Three Digital Metrics Every Marketer Needs To Use To Understand Brand Engagement
Engagement rate is a vanity metric that simply doesn't cut it anymore, here's three alternative approaches to dig deeper into your audience's actual engagement with your brand.
Should your marketing team care about engagement rates? The short answer is no, marketers need to stop putting so much focus on engagement rates when they measure success. The long answer involves me talking to some industry experts to find out what why looking at engagement rates can be misleading and how the metric can be repurposed for deeper insights.
The consensus amongst the industry experts was that engagement rate is a vanity metric that simply doesn’t cut it anymore. That’s why they proposed three alternative approaches to the metric, which will allow you to dig deeper into your audience’s actual engagement with your brand:
1. THE HEALTH OF THE ENGAGEMENT RATE
Looking at an engagement rate in isolation does not indicate a whole lot. Measuring a passive act by consumers (double tapping as they scroll down a seemingly endless feed) does not actually indicate anything about the level of engagement and the connection a consumer makes with the brand message. “In my view, a healthy engagement rate that is improving over time is the key social media metric that each brand should closely monitor,” says Heba Sayed, Marketing Manager at IBM Watson Customer Engagement, Middle East, Africa, and Turkey. Marketers should shift their focus away from how high the engagement rate is to focus instead on the health of that rate.
Heba Sayed, Marketing Manager at IBM Watson Customer Engagement, Middle East, Africa, and Turkey
Is it improving over time? Is that improvement reflected in an improvement on other metrics? Does it amplify the brand image and message? “This takes a lot of work from the brand, though, to be able to generate a consistent drumbeat of messaging and content that pleases its audience and inspires action,” Sayed explains. “But it's an effort that will be highly rewarded!”
2. DAILY ACTIVE USERS
Delving even deeper into the quality of engagement, Klime Mickovski, Acting Head of Product/Head of Data & Insights - Digital at Sky News Arabia, advises marketers to use daily active users as their key metric. “Daily active users are users who visit or interact with a product or service on a daily basis- whether that be a company’s website, social channels, or app,” he explains. “This means that your daily active users are actually true loyal fans who have your brand top of mind."

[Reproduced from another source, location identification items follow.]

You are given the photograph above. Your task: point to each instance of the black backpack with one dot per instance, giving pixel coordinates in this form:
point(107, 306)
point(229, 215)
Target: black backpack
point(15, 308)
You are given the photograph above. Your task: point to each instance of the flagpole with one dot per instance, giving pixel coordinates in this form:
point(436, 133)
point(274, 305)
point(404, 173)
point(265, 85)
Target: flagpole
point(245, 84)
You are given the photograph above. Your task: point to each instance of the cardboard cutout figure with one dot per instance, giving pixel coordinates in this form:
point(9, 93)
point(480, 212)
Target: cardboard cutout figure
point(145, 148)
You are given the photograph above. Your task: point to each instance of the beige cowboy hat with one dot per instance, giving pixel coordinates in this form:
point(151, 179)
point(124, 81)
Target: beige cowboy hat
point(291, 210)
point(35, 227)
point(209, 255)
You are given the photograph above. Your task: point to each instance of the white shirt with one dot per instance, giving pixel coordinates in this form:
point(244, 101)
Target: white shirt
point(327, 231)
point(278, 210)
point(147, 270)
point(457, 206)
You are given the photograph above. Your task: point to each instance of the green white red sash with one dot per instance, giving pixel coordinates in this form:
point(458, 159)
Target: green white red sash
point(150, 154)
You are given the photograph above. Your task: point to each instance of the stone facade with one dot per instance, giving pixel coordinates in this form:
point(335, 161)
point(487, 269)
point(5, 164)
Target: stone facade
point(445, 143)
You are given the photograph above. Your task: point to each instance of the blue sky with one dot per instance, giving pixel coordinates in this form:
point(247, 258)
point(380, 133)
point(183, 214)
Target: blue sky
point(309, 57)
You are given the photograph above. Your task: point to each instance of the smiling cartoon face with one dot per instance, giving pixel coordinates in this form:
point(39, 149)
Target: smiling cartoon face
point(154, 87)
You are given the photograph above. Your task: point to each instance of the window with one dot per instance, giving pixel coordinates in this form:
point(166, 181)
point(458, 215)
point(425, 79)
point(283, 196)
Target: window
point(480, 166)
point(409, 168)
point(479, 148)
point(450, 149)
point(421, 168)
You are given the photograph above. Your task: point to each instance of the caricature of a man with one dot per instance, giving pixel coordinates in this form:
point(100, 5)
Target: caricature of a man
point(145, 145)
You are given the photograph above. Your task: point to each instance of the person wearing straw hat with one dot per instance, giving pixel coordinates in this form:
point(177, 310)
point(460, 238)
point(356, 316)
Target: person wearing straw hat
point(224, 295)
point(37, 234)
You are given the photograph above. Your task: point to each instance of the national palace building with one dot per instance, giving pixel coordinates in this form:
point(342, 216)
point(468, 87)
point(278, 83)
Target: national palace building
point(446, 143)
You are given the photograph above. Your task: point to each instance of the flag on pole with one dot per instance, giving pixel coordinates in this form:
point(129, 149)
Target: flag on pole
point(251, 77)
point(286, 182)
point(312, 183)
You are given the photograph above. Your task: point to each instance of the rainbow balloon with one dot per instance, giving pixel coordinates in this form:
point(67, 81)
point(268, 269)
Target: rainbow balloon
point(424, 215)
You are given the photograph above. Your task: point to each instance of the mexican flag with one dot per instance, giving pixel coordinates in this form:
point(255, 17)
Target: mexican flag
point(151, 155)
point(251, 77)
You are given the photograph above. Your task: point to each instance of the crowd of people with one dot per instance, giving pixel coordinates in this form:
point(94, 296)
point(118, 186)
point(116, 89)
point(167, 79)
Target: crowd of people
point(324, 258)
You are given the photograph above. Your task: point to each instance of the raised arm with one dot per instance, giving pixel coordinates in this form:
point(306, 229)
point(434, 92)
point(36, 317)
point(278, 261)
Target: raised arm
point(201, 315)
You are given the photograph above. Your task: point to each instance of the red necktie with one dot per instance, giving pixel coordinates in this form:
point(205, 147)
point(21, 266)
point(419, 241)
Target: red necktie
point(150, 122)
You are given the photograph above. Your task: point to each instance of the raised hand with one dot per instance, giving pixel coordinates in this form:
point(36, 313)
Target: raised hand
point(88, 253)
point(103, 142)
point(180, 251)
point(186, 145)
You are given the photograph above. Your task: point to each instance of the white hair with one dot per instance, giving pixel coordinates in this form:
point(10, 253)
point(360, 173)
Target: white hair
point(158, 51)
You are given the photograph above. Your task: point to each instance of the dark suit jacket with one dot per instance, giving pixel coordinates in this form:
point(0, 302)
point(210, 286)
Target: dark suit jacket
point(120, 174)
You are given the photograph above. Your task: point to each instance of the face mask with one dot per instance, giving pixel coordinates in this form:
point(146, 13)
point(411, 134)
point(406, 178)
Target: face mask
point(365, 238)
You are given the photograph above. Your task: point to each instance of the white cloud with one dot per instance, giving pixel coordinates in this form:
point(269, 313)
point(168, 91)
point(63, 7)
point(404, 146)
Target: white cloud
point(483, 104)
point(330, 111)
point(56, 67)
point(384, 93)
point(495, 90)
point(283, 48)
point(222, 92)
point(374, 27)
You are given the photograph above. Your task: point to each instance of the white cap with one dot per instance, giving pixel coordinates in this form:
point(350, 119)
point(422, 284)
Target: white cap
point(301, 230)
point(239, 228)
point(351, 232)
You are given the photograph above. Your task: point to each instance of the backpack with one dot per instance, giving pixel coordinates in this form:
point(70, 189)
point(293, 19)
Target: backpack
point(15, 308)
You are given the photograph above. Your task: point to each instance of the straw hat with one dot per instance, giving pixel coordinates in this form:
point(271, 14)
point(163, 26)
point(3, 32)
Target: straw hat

Klime Mickovski, Acting Head of Product/Head of Data & Insights - Digital at Sky News Arabia
"They are a gold mine in terms of embodying and spreading your message. The number of daily active users is a far more superior metric to the number of followers, as it measures the actual brand loyalists who spread your brand awareness and reach, and at the same time, also directly impact the digital revenue you generate, as they consume most of your monetizable inventory. If brands prioritize the number of daily active users as their growth metric, they will be able to expand both their audience and revenue.”
3. FLUCTUATION OVER TIME
Benchmarking results is an important habit that can drive marketers to achieve more and perform better. This is certainly an outlook that Jamal Al Mawed, founder and Managing Director at Gambit Communications, also subscribes to. “All the current metrics such as reach, impressions, hits, interactions, engagement, etc. are just numbers, unless we are looking at the fluctuations in them versus our competition, or our own previous history,” Mawed says.
Jamal Al Mawed, founder and Managing Director at Gambit Communications
“That’s when we can use them to get more insights into what we are doing right or wrong.” Indeed, consistently monitoring both your brand, as well as its competitors can present a great array of data to be used for actionable insights. The best practice for marketers would be to keep tabs on results over time, and deep dive into steep fluctuations to understand what’s working and what’s not.